Applications: High-ceiling areas, such as industrial facilities, athletic buildings, indoor water parks, natatoriums, gymnasiums, and lobbies.

Comments: With factory engineering and 100-percent custom manufacturing, designers can select orifice size, quantity, and orientation (direction) for the precise delivery of air. Throw distances are longer at lower volume than with conventional diffusers, resulting in high entrainment ratios. This produces consistent throws between heating and cooling, as well as uniform temperature distribution.

COMFORT FLOW WITH POROSITY

Description: Combines porosity and linear vents for even air distribution. Linear vents are sized from 5 to 90 cfm per linear foot and can be positioned anywhere on the circumference of a duct.

Applications: Just about any imaginable, particularly open-architecture ceilings.

Comments: Throws range from 4 to 70 ft. As with high-throw ducts, custom design and manufacturing allows designers to select the size, length, quantity, and orientation of vents to optimize airflow performance. The vents disperse low volumes of air at high velocities, ensuring heated or cooled air mixes quickly. Mesh vents may require routine maintenance.

SURFACE MOUNT — DIRECTED FLOW

Description: Air is dispersed from a diffuser via pores and vents. One-, two-, three-, and four-way throws are possible.

Applications: Critical environments, including laboratories and medical facilities.

Comments: Fabric-faced diffusers are available with either a fabric or a metal back pan or can be used with an existing back pan. Supported in a metal frame, the fabric protrudes 6 to 9 in. into an occupied space. Highly porous fabrics and specific vent sizing enable uniform dispersement of airflow.

SURFACE MOUNT — RADIAL FLOW

Description: Air is dispersed evenly though a highly porous fabric panel suspended from the ceiling. The airflow pattern is downward and outward.

Applications: Critical environments, such as laboratories and medical facilities.

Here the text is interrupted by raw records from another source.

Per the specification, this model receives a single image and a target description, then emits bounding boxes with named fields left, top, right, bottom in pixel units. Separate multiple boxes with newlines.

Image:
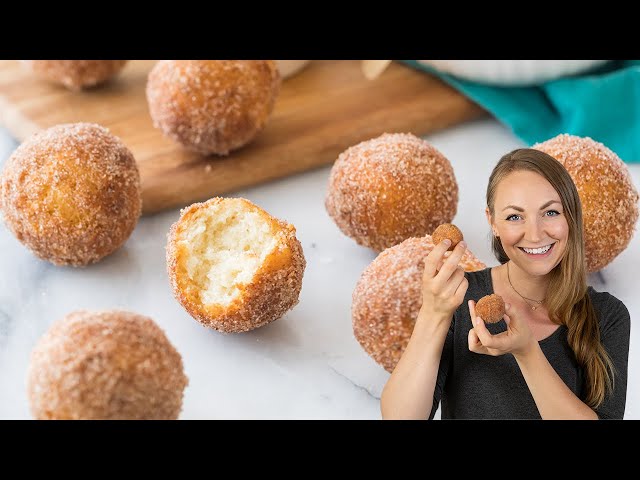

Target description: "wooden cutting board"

left=0, top=60, right=483, bottom=213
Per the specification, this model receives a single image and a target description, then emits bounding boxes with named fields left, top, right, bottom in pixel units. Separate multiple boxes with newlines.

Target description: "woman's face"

left=487, top=170, right=569, bottom=276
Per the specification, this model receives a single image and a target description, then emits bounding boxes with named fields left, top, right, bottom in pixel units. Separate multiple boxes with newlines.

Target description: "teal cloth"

left=404, top=60, right=640, bottom=163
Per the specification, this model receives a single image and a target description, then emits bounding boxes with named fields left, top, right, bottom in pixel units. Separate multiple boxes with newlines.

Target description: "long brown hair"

left=487, top=148, right=614, bottom=408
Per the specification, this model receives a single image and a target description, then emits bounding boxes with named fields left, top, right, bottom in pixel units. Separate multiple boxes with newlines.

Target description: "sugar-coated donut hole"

left=475, top=293, right=505, bottom=323
left=431, top=223, right=464, bottom=250
left=27, top=310, right=188, bottom=420
left=146, top=60, right=280, bottom=155
left=351, top=235, right=486, bottom=372
left=22, top=60, right=127, bottom=90
left=531, top=134, right=638, bottom=272
left=167, top=197, right=306, bottom=333
left=0, top=123, right=142, bottom=266
left=325, top=133, right=458, bottom=251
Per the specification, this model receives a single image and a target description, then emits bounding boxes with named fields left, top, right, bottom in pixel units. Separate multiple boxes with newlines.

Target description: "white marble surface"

left=0, top=118, right=640, bottom=419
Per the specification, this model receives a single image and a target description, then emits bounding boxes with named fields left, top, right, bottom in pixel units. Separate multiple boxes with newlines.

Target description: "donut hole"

left=182, top=204, right=277, bottom=306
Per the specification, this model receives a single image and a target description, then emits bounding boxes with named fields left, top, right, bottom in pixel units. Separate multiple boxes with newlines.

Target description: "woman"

left=381, top=149, right=630, bottom=419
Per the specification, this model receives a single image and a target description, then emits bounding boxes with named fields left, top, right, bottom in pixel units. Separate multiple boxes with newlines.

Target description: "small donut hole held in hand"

left=476, top=293, right=505, bottom=323
left=431, top=223, right=464, bottom=250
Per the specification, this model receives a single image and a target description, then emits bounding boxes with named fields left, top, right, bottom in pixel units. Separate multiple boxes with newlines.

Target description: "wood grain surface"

left=0, top=60, right=483, bottom=214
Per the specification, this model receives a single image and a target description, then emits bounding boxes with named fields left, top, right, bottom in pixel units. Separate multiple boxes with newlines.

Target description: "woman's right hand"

left=420, top=240, right=469, bottom=320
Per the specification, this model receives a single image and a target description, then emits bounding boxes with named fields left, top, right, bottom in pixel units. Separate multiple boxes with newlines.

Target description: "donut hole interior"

left=183, top=203, right=277, bottom=306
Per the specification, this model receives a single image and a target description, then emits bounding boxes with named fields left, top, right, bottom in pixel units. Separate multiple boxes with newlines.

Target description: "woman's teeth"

left=522, top=244, right=553, bottom=255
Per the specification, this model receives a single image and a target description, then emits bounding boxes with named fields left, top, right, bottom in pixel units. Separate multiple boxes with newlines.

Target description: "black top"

left=429, top=268, right=631, bottom=419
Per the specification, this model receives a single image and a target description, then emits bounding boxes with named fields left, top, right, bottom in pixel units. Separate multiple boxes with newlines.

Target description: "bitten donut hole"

left=184, top=204, right=277, bottom=306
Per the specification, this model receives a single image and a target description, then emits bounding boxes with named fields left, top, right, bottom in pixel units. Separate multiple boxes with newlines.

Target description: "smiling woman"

left=381, top=149, right=630, bottom=419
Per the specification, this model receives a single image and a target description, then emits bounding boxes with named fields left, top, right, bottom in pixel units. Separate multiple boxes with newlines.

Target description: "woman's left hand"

left=469, top=300, right=535, bottom=356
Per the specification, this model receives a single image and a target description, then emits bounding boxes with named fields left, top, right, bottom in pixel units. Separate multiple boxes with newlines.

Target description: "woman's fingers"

left=442, top=267, right=464, bottom=297
left=467, top=300, right=477, bottom=326
left=468, top=328, right=488, bottom=353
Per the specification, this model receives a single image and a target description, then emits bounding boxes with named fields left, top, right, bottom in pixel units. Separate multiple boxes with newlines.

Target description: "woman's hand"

left=421, top=240, right=469, bottom=320
left=469, top=300, right=535, bottom=357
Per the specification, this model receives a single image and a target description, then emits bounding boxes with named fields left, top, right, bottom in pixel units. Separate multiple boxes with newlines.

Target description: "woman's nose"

left=526, top=219, right=542, bottom=246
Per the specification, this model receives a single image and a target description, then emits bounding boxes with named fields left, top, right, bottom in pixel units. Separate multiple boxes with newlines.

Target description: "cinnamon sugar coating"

left=351, top=235, right=486, bottom=372
left=22, top=60, right=127, bottom=90
left=27, top=310, right=188, bottom=420
left=325, top=133, right=458, bottom=251
left=0, top=123, right=142, bottom=266
left=146, top=60, right=280, bottom=155
left=531, top=134, right=638, bottom=272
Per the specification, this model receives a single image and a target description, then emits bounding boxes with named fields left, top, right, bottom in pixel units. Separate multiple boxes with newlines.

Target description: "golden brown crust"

left=351, top=235, right=486, bottom=372
left=431, top=223, right=463, bottom=250
left=0, top=123, right=142, bottom=266
left=532, top=134, right=638, bottom=272
left=23, top=60, right=127, bottom=90
left=167, top=197, right=306, bottom=333
left=147, top=60, right=280, bottom=155
left=27, top=310, right=188, bottom=420
left=475, top=293, right=505, bottom=323
left=325, top=133, right=458, bottom=251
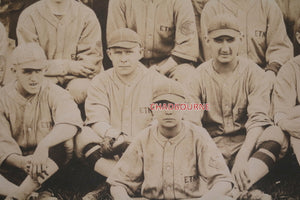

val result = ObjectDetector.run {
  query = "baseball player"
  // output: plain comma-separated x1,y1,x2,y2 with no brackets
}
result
0,23,8,88
76,28,167,199
273,21,300,164
275,0,300,56
189,14,287,199
0,43,82,199
201,0,293,83
107,80,233,200
17,0,103,104
106,0,199,81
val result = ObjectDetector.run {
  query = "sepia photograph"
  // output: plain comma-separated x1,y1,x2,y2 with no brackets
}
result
0,0,300,200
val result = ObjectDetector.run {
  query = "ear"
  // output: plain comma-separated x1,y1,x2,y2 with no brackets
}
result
139,47,144,60
204,35,210,44
10,65,17,74
296,32,300,44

Comments: Fabric-faced diffusers are available with either a fabric or a metal back pan or can be used with an existing back pan. Supported in a metal frame, the fabric protrudes 6 to 9 in. into an occupied space.


As director of innovation and new-product development for DuctSox Corp., Nick Paschke specializes in the use of textiles in air-dispersion systems. Listed as inventor on at least seven U.S. and international patents, he holds a bachelor's degree in mechanical engineering from the University of Wisconsin-Platteville.